“The words of the Torah should be burned rather than entrusted to women.” This is the stinging opinion of Rabbi Eliezer ben Hyrcanus, a second-century Jewish scholar, as expressed in the Talmud, a 63-volume work of intricate Jewish legal debates, composed from the second to sixth centuries and redacted in Babylonia. Only a few women are mentioned in its 2,711 pages.
The very same sage elsewhere stated that a man who taught his daughter the Torah was teaching her frivolity, wasting his precious time. I take comfort in Ben Azzai, the sage who rejected Hyrcanus’s opinion and obligated fathers to teach their daughters.

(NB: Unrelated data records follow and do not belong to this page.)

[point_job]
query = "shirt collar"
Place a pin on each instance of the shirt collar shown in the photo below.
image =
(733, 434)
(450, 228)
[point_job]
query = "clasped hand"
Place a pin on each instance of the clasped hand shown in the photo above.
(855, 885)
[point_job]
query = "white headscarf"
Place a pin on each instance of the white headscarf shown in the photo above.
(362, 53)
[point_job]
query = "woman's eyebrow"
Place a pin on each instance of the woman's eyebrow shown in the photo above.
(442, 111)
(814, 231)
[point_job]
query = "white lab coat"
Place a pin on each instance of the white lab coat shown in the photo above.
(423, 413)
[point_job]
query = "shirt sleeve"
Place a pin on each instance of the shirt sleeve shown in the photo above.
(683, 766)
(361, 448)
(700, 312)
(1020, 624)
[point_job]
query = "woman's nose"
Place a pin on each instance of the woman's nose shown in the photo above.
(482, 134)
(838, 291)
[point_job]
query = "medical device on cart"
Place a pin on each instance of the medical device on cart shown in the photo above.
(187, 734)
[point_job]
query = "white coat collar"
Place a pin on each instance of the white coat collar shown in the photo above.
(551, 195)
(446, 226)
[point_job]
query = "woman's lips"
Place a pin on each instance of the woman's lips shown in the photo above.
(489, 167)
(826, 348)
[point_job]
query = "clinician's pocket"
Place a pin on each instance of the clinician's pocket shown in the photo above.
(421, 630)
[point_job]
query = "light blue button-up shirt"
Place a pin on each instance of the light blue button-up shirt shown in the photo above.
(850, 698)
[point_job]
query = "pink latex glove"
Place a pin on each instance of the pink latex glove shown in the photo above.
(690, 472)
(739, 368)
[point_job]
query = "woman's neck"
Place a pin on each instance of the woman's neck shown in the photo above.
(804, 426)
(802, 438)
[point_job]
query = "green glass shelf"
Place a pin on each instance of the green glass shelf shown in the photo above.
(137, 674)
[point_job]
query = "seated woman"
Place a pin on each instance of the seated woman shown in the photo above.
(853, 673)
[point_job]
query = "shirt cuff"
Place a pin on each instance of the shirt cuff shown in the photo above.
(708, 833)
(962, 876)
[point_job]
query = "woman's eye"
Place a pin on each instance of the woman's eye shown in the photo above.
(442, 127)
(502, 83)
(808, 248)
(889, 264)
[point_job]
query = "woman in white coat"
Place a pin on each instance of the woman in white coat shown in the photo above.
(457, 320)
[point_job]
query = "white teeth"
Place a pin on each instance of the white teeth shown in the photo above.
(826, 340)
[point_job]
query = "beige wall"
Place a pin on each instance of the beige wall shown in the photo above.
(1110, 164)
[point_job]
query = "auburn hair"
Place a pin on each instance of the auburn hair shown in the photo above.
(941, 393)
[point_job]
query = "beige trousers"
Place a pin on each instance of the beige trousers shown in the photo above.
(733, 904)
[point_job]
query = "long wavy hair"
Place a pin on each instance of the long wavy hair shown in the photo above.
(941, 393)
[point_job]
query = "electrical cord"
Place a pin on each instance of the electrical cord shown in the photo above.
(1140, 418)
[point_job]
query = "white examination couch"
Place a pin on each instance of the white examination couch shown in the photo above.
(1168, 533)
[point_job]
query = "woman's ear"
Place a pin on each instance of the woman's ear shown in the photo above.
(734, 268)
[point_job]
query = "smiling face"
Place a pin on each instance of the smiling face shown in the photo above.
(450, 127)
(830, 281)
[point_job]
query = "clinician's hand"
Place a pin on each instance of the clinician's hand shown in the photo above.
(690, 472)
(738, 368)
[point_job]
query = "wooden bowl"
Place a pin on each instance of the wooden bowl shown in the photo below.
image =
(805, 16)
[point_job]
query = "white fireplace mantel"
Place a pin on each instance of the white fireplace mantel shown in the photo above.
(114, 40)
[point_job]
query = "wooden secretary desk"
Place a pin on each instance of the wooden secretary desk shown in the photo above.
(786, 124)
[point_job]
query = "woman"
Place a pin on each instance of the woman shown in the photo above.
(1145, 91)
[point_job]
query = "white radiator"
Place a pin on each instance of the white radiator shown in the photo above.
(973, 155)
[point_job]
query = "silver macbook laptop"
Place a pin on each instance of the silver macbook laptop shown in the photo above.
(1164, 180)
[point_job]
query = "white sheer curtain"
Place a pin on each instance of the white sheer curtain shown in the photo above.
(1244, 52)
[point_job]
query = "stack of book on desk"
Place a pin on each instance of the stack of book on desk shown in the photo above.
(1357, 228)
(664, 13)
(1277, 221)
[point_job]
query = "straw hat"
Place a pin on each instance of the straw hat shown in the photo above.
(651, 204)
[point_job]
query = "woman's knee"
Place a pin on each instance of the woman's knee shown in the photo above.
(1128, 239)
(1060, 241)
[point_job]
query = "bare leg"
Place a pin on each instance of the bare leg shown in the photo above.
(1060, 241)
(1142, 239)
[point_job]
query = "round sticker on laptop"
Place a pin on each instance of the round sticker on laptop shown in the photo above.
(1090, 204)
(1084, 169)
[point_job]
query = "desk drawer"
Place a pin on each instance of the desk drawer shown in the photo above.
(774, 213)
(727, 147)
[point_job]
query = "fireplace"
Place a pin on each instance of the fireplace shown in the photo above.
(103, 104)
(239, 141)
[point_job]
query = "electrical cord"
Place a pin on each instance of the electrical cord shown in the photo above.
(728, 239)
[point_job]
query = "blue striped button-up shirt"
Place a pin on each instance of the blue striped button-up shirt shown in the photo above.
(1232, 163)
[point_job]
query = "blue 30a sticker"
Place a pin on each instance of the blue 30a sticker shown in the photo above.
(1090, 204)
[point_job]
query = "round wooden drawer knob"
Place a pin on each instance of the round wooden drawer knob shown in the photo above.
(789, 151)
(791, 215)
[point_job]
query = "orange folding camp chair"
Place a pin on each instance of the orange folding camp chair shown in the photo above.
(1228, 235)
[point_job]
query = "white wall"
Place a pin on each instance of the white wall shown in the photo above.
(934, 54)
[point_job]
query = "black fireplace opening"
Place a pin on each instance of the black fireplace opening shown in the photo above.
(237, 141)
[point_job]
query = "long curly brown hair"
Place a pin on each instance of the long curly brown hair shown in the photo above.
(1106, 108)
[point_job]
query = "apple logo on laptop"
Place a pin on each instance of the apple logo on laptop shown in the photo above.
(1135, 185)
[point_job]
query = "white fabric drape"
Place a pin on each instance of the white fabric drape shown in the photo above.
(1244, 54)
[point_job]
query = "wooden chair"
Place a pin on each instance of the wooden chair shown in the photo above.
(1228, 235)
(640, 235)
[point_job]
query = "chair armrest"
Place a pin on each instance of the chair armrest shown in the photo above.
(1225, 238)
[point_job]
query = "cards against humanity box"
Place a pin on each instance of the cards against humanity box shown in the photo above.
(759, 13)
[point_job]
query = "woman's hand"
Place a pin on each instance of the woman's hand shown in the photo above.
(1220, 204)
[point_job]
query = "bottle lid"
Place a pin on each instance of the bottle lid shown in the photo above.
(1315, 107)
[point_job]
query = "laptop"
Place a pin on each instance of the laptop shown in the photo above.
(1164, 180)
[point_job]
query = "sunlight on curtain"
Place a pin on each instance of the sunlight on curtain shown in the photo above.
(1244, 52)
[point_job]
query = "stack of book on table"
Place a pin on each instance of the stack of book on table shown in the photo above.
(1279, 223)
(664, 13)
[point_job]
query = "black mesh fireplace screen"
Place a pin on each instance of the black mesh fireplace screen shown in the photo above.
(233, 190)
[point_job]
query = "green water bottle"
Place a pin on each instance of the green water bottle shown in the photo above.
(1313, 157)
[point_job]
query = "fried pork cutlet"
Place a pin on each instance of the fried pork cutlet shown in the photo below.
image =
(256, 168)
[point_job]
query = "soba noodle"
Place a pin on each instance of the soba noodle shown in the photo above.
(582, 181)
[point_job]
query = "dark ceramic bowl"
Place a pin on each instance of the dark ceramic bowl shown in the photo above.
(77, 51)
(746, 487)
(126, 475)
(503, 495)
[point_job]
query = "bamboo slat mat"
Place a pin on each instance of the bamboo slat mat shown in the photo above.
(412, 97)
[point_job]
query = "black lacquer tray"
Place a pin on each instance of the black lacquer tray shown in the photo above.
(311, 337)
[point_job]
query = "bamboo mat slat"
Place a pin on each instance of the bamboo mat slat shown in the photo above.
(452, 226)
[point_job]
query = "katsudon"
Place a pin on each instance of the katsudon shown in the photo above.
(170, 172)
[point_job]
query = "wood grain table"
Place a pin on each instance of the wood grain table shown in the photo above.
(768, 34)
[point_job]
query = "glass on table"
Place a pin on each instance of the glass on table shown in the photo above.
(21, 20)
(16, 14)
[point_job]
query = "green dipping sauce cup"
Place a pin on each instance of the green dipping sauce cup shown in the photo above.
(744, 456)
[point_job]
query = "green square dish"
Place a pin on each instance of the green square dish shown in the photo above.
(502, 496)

I think of my two very intelligent aunts, 18 centuries later, who were not allowed to go to college, because they were just going to get married anyway. Rabbi Hyrcanus wasn’t wasting his time. My grandfather wasn’t wasting his money. Neither aunt is married.
I wanted to study the Talmud because it is foundational to literate Jewish life. Knowledge is spiritual power. As a teenager, Ben Azzai’s encouragement mattered; I began parsing the Talmud’s difficult Aramaic passages—passages made even harder by their lack of punctuation and paragraph breaks. I studied it slowly, line by line, in high school, during a gap year in Jerusalem, and in university. I had trouble mastering a page, let alone a chapter, but I was in it for the depth.